Establishing our entities

  • 🫂 Entities are the objects and concepts in our data that have dimensions and measures. You can think of them as the nouns of our project, the spines of our queries that we may want to aggregate by, or simply the join keys.
  • 🔀 Entities help MetricFlow understand how various semantic models relate to one another.
  • ⛓️ Unlike many other semantic layers, in MetricFlow we do not need to describe joins explicitly, instead the relationships are implicitly described by entities.
  • 1️⃣ Each semantic model should have one primary entity defined for itself, and any number of foreign entities for other semantic models it may join to.
  • 🫂 Entities require a name and type

Entities in action

If we look at the staging model for orders, we see that it has 3 id columns, so we'll need three entities.

renamed as (

select

---------- ids
id as order_id,
store_id as location_id,
customer as customer_id,

---------- properties
(order_total / 100.0) as order_total,
(tax_paid / 100.0) as tax_paid,

---------- timestamps
ordered_at

from source
  • 👉 We add them with a name, type, and optional expr (expression). The expression can be any valid SQL expression on your platform.
  • 📛 If you don't add an expression, MetricFlow will assume the name is equal to the column name in the underlying logical model.
  • 👍 Our best practices pattern is to, whenever possible, provide a name that is the singular form of the subject or grain of the table, and use expr to specify the precise column name (with _id etc). This will let us write more readable metrics on top of these semantic models.
semantic_models:
- name: orders
...
entities:
# we use the column for the name here because order is a reserved word in SQL
- name: order_id
type: primary
- name: location
type: foreign
expr: location_id
- name: customer
type: foreign
expr: customer_id

dimensions:
...
measures:
...

Defining our dimensions

  • 🧮 Dimensions are the columns that we want to filter and group by, the adjectives of our project. They come in three types:
    • categorical
    • time
    • slowly changing dimensions — these are covered in the documentation, and a little more complex. To focus on building your mental models of MetricFlow's fundamentals, we won't be using SCDs in this guide.
  • ➕ We're not limited to existing columns, we can use the expr property to add simple computations in our dimensions.
  • 📛 Categorical dimensions are the simplest, they simply require a name and type (type being categorical). If the name property matches the name of the dimension column, that's it, you're done. If you want or need to use a name other than the column name, or do some filtering or computation, you can supply an optional expr property to evaluate for the dimension.

Dimensions in action

  • 👀 Let's look at our staging model again and see what fields we have available.
select

---------- ids -> entities
id as order_id,
store_id as location_id,
customer as customer_id,

---------- numerics -> measures
(order_total / 100.0) as order_total,
(tax_paid / 100.0) as tax_paid,

---------- timestamps -> dimensions
ordered_at

from source
  • ⏰ For now the only dimension to add is a time dimension.
  • 🕰️ At least one primary time dimension is required for any semantic models that have measures.
  • 1️⃣ We denote this with the is_primary property, or if there is only a one-time dimension supplied it is primary by default. Below we only have ordered_at as a timestamp so we don't need to specify anything except the maximum granularity we're bucketing to (in this case, day).
dimensions:
- name: ordered_at
expr: date_trunc('day', ordered_at)
# use date_trunc(ordered_at, DAY) if using BigQuery
type: time
type_params:
time_granularity: day
tip

Dimensional models. You may have some models that do not contain measures, just dimensional data that enriches other facts. That's totally fine, a semantic model does not require dimensions or measures, it just needs a primary entity, and if you do have measures, a primary time dimension.
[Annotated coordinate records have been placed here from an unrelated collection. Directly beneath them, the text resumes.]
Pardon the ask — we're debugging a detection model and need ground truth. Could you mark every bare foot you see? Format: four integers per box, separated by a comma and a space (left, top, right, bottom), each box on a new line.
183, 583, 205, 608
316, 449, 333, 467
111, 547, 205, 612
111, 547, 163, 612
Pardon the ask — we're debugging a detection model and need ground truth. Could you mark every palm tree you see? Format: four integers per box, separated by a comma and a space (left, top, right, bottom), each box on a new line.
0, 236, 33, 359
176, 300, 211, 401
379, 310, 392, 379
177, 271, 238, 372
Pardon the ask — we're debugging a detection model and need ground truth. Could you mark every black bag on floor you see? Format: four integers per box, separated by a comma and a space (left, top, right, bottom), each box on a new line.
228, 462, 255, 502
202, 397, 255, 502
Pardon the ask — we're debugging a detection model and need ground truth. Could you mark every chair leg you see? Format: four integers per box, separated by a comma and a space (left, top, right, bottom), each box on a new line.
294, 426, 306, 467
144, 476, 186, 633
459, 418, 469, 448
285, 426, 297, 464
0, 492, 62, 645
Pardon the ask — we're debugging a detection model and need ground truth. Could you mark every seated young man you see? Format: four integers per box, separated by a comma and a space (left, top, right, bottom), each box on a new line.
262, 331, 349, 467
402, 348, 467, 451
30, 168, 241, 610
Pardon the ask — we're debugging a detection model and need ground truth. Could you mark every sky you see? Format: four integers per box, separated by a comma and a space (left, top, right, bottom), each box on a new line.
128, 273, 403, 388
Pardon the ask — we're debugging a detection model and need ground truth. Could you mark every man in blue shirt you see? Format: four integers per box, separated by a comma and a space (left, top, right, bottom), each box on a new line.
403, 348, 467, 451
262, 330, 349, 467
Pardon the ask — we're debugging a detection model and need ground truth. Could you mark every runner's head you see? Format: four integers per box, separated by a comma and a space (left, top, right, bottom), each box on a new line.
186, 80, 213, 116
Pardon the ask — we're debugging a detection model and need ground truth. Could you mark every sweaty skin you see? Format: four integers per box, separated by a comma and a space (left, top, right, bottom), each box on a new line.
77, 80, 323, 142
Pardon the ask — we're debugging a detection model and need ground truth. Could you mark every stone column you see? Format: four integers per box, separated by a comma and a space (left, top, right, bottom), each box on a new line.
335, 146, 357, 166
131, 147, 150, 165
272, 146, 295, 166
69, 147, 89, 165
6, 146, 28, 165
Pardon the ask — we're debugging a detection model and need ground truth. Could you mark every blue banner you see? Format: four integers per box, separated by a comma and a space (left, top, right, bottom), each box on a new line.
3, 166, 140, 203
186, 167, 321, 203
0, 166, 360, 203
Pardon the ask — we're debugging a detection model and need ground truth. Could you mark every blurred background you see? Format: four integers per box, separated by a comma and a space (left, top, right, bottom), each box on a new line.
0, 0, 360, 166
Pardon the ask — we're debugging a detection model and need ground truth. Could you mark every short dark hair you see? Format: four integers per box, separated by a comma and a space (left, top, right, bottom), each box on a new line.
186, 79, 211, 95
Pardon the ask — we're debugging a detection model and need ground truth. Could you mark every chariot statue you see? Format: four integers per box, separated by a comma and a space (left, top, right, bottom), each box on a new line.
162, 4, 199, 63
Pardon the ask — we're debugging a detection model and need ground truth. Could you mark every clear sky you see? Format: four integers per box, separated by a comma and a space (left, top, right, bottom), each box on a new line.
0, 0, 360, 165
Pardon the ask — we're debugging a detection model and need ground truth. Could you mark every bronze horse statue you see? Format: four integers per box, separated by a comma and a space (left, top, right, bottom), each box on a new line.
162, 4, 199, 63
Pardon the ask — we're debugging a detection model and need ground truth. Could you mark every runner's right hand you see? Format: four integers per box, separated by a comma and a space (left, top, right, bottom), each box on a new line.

We'll discuss an alternate situation, dimensional tables that have static numeric values like supply costs or tax rates but no time dimensions, later in the Guide.

  • 🔢 We can also make a dimension out of a numeric column that would typically be a measure.
  • 🪣 Using expr we can create buckets of values that we label for our dimension. We'll add one of these in for labeling 'large orders' as any order totals over $50.
...
dimensions:
- name: ordered_at
expr: date_trunc('day', ordered_at)
# use date_trunc(ordered_at, DAY) if using BigQuery
type: time
type_params:
time_granularity: day
- name: is_large_order
type: categorical
expr: case when order_total > 50 then true else false end
...

Making our measures

  • 📏 Measures are the final component of a semantic model. They describe the numeric values that we want to aggregate.
  • 🧱 Measures form the building blocks of metrics, with entities and dimensions helping us combine, group, and filter those metrics correctly.
  • 🏃 You can think of them as something like the verbs of a semantic model.

Measures in action

  • 👀 Let's look at our staging model one last time and see what fields we want to measure.
select

---------- ids -> entities
id as order_id,
store_id as location_id,
customer as customer_id,

---------- numerics -> measures
(order_total / 100.0) as order_total,
(tax_paid / 100.0) as tax_paid,

---------- timestamps -> dimensions
ordered_at

from source
  • ➕ Here order_total and tax paid are the columns we want as measures.
  • 📝 We can describe them via the code below, specifying a name, description, aggregation, and expression.
  • 👍 As before MetricFlow we default to the name being the name of a column when no expression is supplied.
  • 🧮 Many different aggregations are available to us. Here we just want sums.
measures:
- name: order_total
description: The total amount for each order including taxes.
agg: sum
- name: tax_paid
description: The total tax paid on each order.
agg: sum
  • 🆕 We can also create new measures using expressions, for instance adding a count of individual orders as below.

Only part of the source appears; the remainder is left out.